Неповторимый, как и все люди на земле, он не был безгрешным праведником, не совершил, надеюсь, и смертного греха из тех, что лежат за гранью допустимого в понятии всех нас, мятущихся грешников, простых обывателей жизни. Если где и словчил, слукавил, то кто хоть единожды не ступал на эту скользкую дорожку? Зато и щедрым бывал, и покаянным и милосердным.
Появляясь в писательском доме, любил широким жестом достать из портфеля бутыль с домашним вином, газетный сверток с простодушной снедью. Угощал всех оказавшихся рядом, наивно нахваливая мутное и кислое питие собственного производства под названием «зеленое вино».
– Пейте, не стесняйтесь, это же так полезно для здоровья!
Скромно отхлебнув евтушенковского напитка, народ морщился и ретировался на безопасное расстояние – подальше от неминучей изжоги. Дачную «изабеллу» многие из нас делали несравнимо лучше, но вежливо помалкивали. Зато именно Анатолий Евтушенко сочинил броскую самонадеянную книжку «Поклон домашнему вину» с множеством рецептов, рекомендаций и знахарских обоснований полезности предлагаемого им зелья. Более того, забил дом многотысячным изданием этой книги и затеял крутую коммерцию с ее реализацией. Ничего путного из этого не вышло. Тираж-то разобрали, но денег не выплатили. Потянулась судебная волокита, стоившая ему больших нервных издержек, но не оправдавшая финансовых претензий. История описана в книге «Дон мой дом». Я же свидетельствую по памяти, ибо много раз слышала громогласные тирады Евтушенко по этому поводу.
Нашенским казаком по рождению Анатолий Григорьевич не был, но авантюрность казачья проглядывала в нем несомненно. Определив жанр своей книги «Дон мой дом» как были и небылицы, он явно тяготел ко второму. И тем не менее жить стремился независимо. Издавая многие книги за собственный счет, умудрялся как-то реализовывать их по приличной цене – оправдывал затраты, не бедствовал, планировал очередное коммерческое издание. Не знаю, помогал ли сыновьям и дочери, но речь о них заводил крайне редко. У меня сложилось впечатление, что семейная жизнь у него рассыпалась по причинам типично мужским. Судить об этом не берусь. Однако женской лаской он не был обделен да и не скрывал горячего влечения к слабому полу. Ну и молодец! – решаю я из солидарности с чувством, побеждающим бесчувственность.

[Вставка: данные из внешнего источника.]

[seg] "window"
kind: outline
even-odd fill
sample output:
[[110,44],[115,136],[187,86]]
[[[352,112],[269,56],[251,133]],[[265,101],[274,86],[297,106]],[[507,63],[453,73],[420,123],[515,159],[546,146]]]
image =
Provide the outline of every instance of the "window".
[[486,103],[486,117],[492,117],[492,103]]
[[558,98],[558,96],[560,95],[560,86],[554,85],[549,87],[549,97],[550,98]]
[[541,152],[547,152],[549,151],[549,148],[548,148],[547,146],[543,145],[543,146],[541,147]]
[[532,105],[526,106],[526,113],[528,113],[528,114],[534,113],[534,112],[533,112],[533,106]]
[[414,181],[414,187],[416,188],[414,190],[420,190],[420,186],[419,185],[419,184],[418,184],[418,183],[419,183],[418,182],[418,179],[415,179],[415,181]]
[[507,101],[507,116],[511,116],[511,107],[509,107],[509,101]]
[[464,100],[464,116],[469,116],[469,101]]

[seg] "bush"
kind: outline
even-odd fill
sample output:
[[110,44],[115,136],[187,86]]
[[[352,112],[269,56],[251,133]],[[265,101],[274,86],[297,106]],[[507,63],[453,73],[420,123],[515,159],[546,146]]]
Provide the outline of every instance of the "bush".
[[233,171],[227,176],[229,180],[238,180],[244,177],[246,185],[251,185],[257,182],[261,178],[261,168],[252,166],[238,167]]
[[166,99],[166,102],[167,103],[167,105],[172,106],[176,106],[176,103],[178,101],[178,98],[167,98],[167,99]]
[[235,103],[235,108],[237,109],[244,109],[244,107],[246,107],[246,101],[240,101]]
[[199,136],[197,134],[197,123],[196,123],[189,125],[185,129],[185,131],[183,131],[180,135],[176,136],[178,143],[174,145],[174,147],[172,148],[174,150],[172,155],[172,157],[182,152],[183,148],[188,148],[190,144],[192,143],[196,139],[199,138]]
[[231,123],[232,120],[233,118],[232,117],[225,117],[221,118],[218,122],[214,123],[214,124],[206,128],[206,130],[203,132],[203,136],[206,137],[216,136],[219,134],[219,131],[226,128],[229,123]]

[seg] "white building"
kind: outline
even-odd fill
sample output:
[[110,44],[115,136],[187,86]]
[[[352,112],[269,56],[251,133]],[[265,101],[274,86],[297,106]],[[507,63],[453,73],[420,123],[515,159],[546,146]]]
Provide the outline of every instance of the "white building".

Для тех, кто мало знал героя моего рассказа, коротко приведу главные вехи его судьбы.
А. Г. Евтушенко родился 10 марта 1929 года в Петропавловском районе Днепропетровской области. Отец его был сельским кузнецом, стал председателем колхоза имени Сталина в селе Добринка, прошел войну, вернулся победителем, перевез семью в город Билев Тульской области.
Анатолий, заканчивая 9-й класс вечерней школы, уже работал токарем-универсалом на заводе им. Ворошилова. В 1949 году был призван в армию. Служил в авиационном училище им. Марины Расковой, затем курсантом училища военных летчиков штурмовой авиации. Летать медики запретили, и по совету авиаконструктора Туполева будущий писатель стал мастером по авиационному вооружению.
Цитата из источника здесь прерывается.